Tekanan Tenaga Kerja dan Permintaan Melemah
Di Burp Kitchen & Bar, kenaikan biaya tenaga kerja bersamaan dengan melemahnya permintaan menjadi titik kritis. Dengan jumlah juru masak yang semakin terbatas, restoran besar sanggup menggandakan gaji untuk merebut staf. Restoran kecil hanya mampu bertahan sebentar, meski telah menaikkan gaji dan memangkas jam kerja.
Asosiasi Restoran Singapura sudah membunyikan alarm sejak Maret lalu terkait krisis tenaga kerja dan menyerukan peninjauan kuota pekerja asing. Namun, pemerintah melihat masalah ini juga dipicu kelebihan pasokan restoran. Tahun lalu, Singapura memiliki hampir 23.600 gerai makanan ritel, naik dari 17.200 pada 2016. Meski 3.047 bisnis tutup, sekitar 3.800 gerai baru dibuka, menunjukkan persaingan yang ketat.
Data Indeks Jasa Makanan dan Minuman Juni 2025 menunjukkan katering dan gerai cepat saji masih mencatat pertumbuhan penjualan, tetapi omzet restoran turun 5,6 persen, sementara kafe dan pusat jajanan turun 0,1 persen. “Kami melihat perubahan besar dalam perilaku pelanggan,” kata Ronald Chye, pemilik Burp Kitchen. “Frekuensi kunjungan turun dari tiga sampai empat kali seminggu menjadi mungkin sebulan sekali,” tambah Sarah Lim, istrinya.
Adaptasi dan Harapan di Tengah Badai
Survei 2023 oleh SevenRooms menunjukkan lebih dari separuh warga Singapura, termasuk 59 persen Gen Z, mencari restoran baru lewat media sosial. Hal ini mendorong pelaku usaha seperti Christopher Lim (62), pemilik Marie’s Lapis Cafe, bekerja sama dengan konsultan digital Dylan Tan dari Craft Creative. Lim bahkan menjual rumah dan mencairkan tabungan pensiunnya demi mempertahankan kafe Peranakan yang ia kelola. Lewat strategi konten video, promosi rutin, kolaborasi influencer, dan keterlibatan aktif di media sosial, bisnis kafe tersebut melonjak 30 hingga 40 persen hanya dalam beberapa minggu.
Namun, popularitas online tak cukup mengatasi persoalan struktural. Anggota parlemen Edward Chia mendorong peningkatan kuota tenaga kerja asing dalam jangka pendek sekaligus membantu UMKM meningkatkan produktivitas.
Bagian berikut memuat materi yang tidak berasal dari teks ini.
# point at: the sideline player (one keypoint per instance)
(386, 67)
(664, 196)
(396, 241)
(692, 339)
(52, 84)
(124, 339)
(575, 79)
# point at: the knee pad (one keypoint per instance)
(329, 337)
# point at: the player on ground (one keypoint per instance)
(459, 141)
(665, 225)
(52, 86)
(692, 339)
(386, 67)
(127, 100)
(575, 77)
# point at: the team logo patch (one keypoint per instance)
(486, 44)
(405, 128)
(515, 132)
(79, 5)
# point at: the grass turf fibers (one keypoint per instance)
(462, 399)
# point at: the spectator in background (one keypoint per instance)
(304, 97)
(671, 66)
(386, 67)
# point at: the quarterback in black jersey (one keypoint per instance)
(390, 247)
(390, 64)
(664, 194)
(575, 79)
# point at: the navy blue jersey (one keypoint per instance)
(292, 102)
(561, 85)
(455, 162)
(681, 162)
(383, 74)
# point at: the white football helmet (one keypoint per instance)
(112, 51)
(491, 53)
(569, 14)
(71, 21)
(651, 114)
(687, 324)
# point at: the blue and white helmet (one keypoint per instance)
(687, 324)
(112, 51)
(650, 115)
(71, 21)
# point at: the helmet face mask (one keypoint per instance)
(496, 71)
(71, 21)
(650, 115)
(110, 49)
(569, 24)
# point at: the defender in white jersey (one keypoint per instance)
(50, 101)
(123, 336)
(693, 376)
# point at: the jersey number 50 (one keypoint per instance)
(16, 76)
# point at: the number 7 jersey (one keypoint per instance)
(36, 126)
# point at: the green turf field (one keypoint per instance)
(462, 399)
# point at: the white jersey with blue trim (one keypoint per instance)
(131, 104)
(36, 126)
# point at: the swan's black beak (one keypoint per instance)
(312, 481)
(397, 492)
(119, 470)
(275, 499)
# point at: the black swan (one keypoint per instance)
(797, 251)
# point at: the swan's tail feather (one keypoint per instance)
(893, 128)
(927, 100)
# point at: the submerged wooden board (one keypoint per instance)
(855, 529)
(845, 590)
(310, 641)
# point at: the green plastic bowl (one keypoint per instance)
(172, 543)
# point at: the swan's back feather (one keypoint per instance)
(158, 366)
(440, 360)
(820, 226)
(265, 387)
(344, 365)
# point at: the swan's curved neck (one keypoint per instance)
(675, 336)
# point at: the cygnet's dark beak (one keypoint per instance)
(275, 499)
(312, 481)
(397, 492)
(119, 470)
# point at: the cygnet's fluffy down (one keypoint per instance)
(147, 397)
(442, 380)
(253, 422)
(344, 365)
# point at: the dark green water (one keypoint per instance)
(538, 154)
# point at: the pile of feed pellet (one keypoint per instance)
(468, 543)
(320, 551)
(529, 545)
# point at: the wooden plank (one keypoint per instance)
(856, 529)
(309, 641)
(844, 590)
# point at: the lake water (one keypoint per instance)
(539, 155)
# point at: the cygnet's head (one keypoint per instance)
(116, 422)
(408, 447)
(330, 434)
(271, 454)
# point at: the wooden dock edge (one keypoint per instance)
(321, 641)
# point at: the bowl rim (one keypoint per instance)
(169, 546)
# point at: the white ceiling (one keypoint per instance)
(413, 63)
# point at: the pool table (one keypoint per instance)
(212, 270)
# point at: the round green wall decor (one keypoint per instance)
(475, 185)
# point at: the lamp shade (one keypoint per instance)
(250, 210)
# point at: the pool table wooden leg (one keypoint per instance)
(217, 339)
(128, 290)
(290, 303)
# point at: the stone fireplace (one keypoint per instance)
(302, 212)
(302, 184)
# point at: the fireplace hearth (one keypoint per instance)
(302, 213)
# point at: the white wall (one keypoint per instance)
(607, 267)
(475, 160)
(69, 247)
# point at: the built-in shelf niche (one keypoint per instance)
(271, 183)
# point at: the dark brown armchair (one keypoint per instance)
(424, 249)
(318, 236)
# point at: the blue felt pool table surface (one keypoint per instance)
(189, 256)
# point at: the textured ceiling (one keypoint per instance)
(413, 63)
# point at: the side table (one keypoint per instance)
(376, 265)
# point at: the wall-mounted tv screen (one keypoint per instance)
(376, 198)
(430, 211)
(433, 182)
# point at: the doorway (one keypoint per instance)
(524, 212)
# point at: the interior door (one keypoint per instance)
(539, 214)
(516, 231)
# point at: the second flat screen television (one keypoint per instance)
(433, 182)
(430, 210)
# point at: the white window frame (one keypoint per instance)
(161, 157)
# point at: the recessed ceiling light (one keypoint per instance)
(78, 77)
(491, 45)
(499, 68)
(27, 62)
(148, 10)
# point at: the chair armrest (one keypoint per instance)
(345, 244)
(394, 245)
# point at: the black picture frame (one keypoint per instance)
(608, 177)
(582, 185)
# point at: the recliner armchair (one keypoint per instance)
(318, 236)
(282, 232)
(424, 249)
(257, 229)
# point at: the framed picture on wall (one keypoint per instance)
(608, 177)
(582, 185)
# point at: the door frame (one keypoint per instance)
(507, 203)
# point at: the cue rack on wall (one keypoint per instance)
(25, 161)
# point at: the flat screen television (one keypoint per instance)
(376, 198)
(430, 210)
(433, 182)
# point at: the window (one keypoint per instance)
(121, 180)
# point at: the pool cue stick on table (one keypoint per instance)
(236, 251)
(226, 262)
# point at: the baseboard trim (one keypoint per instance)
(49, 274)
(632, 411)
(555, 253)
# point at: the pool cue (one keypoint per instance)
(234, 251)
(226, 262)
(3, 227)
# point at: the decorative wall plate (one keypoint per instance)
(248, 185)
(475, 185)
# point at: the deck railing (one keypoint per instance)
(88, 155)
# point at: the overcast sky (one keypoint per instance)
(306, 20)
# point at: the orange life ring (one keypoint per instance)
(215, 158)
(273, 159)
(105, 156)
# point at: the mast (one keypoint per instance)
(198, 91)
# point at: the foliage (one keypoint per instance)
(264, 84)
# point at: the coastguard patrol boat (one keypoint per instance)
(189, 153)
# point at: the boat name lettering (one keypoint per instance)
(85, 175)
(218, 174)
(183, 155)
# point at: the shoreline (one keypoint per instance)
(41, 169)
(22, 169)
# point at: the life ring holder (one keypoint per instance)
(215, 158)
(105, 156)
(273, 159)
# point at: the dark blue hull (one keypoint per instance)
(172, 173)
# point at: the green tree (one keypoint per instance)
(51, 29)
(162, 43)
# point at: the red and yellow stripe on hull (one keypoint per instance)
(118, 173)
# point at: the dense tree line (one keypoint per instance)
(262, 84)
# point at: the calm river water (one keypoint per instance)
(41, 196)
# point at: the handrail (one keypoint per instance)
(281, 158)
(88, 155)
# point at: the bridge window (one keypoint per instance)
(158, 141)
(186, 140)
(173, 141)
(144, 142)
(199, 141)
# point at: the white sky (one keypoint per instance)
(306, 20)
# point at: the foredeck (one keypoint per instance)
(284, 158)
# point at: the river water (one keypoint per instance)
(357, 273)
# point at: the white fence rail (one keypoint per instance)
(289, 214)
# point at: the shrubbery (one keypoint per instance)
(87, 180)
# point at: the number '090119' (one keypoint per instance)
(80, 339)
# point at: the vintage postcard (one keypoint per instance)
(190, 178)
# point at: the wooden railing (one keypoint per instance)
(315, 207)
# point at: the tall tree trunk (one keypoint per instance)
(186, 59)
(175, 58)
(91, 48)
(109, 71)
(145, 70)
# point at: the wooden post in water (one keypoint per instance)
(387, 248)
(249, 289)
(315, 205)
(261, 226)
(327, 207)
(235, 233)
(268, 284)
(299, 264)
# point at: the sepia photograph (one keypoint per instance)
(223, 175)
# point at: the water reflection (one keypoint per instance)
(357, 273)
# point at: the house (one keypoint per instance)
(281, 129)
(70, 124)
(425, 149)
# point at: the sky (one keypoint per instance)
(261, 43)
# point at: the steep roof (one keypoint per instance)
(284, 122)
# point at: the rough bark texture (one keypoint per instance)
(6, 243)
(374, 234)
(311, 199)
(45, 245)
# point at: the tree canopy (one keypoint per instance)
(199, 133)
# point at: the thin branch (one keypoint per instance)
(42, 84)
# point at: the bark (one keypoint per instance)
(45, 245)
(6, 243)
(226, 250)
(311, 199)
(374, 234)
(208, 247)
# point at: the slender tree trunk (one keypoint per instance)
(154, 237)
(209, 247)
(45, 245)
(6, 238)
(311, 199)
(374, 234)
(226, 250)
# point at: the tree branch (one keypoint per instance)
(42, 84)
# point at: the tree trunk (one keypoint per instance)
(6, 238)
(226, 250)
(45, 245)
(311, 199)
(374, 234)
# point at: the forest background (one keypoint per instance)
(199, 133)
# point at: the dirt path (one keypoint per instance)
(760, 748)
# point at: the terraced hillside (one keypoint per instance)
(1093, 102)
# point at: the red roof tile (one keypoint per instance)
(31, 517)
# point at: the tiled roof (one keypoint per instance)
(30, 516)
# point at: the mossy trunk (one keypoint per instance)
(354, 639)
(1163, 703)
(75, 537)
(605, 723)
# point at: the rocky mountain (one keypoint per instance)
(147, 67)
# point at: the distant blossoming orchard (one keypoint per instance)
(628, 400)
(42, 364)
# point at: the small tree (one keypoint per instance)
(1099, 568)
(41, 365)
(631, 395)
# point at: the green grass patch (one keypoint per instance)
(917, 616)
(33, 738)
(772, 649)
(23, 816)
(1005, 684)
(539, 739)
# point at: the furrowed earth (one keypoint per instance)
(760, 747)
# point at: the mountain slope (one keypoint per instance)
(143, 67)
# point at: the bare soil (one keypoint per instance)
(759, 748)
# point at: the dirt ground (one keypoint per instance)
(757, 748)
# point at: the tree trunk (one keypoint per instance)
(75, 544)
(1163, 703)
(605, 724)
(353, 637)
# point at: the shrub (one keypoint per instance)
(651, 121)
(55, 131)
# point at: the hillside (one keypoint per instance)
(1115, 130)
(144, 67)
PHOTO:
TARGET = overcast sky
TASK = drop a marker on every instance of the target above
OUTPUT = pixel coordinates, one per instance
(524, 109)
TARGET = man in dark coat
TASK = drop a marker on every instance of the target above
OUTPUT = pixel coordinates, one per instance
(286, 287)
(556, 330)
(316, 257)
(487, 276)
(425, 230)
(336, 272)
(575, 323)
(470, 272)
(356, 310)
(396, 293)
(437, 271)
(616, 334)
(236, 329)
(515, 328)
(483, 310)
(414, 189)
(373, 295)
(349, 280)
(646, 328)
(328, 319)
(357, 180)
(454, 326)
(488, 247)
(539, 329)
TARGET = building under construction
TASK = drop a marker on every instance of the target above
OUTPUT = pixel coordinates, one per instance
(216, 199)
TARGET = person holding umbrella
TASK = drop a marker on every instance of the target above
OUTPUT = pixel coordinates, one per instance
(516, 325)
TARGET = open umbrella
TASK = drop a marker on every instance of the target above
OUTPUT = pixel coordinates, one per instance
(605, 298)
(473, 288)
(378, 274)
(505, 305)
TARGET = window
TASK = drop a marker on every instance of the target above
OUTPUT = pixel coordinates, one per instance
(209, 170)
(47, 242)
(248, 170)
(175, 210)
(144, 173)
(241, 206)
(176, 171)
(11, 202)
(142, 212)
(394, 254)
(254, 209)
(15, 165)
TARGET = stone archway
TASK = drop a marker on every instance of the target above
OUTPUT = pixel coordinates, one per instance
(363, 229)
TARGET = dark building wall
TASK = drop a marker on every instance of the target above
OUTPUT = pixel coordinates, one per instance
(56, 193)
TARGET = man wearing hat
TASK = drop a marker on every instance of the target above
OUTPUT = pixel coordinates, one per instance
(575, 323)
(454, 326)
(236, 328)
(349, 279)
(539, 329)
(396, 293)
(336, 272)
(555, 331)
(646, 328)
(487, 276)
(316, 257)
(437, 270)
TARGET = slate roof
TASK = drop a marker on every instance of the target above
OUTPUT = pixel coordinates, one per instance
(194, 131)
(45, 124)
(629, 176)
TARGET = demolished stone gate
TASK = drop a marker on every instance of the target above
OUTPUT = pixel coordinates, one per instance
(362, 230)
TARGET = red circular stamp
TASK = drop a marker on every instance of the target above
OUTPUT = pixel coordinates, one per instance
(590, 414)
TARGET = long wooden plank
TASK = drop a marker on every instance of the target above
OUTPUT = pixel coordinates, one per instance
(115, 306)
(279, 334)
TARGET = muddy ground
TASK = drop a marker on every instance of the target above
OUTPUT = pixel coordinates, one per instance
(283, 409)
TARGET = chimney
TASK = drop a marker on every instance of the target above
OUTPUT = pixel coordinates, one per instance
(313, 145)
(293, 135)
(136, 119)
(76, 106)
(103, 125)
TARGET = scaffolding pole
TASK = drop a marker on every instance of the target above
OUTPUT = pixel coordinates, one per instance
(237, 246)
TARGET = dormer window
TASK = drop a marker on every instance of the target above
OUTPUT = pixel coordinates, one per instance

Sebagian bisnis mulai beradaptasi. Keng Eng Kee Seafood, jaringan “zi char” generasi ketiga, kini menggunakan sistem CRM dan keanggotaan untuk meningkatkan pengalaman pelanggan dan menekan tingkat keluar-masuk karyawan.
Sementara itu, SGTUFF terus melobi agar perpanjangan sewa dibatasi mengikuti inflasi atau pertumbuhan PDB. “Supaya usaha yang sudah dibangun dua atau tiga tahun tidak tiba-tiba dihantam kenaikan sewa 50 hingga 70 persen,” kata Yow.